Daisy (7 pound toy poodle mix, not a crazy chewer at all) is a picky eater, she doesn't like most dental chews (all that I've tried) but then I came across dehydrated duck necks at a local pet store (2 for $8). She loves them (I break them in half because a whole duck neck is a little much for her in one sitting), and I'm wondering if it'd be cheaper to make them myself. So I'm trying to do my research first~

Here are my current questions/problems:
1. Can I buy any cheap dehydrator (most likely I'll look on amazon) to use for chicken/duck necks? (Or is there some specific heat setting it needs to reach in order to properly dehydrate something that thick?).
2. If I can use any dehydrator- about how long do you think it will take, and will it smell?
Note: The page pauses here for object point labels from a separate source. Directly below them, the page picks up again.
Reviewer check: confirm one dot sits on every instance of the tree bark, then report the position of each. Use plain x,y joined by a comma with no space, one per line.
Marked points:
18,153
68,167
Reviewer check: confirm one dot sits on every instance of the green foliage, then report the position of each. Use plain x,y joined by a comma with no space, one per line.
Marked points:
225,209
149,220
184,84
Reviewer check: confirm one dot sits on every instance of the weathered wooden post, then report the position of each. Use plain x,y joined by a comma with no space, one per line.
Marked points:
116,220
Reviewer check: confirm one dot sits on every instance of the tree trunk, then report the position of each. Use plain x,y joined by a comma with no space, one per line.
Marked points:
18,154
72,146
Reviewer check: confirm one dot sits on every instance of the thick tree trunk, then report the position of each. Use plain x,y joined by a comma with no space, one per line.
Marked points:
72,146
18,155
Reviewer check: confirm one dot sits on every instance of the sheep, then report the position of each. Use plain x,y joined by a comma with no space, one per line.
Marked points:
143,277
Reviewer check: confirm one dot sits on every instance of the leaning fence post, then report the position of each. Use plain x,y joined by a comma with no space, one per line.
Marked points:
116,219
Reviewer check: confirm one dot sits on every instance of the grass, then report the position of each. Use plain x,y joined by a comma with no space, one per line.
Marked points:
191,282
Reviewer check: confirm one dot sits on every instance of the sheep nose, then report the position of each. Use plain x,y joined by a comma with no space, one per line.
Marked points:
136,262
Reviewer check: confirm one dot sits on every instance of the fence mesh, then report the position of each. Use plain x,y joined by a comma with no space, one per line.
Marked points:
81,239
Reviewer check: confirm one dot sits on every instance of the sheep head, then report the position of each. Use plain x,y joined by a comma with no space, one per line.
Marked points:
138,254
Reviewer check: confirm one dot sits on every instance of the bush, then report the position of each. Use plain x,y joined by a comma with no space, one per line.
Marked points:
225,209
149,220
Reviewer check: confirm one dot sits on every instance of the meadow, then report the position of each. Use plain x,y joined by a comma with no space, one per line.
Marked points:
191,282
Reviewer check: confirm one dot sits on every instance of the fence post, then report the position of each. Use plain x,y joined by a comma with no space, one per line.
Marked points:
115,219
Also, is it true I'll need to pop it into the oven after to make sure all the bacteria are dead/all the moisture is out?
3. I live on Oahu.. so there's no butcher shops that I know of, but I read some people can get chicken necks from Safeway and Whole Foods. Any other recommendations? Does anyone know where I can get duck necks? (My cousin has an adult ~25lb corgi- and I'd like to make some for him too because he really loves them, but I think chicken necks are too small for a corgi?)
4. Is there anything else I should keep in mind while doing this? (Or should not be doing? lol..)

Thank you in advance!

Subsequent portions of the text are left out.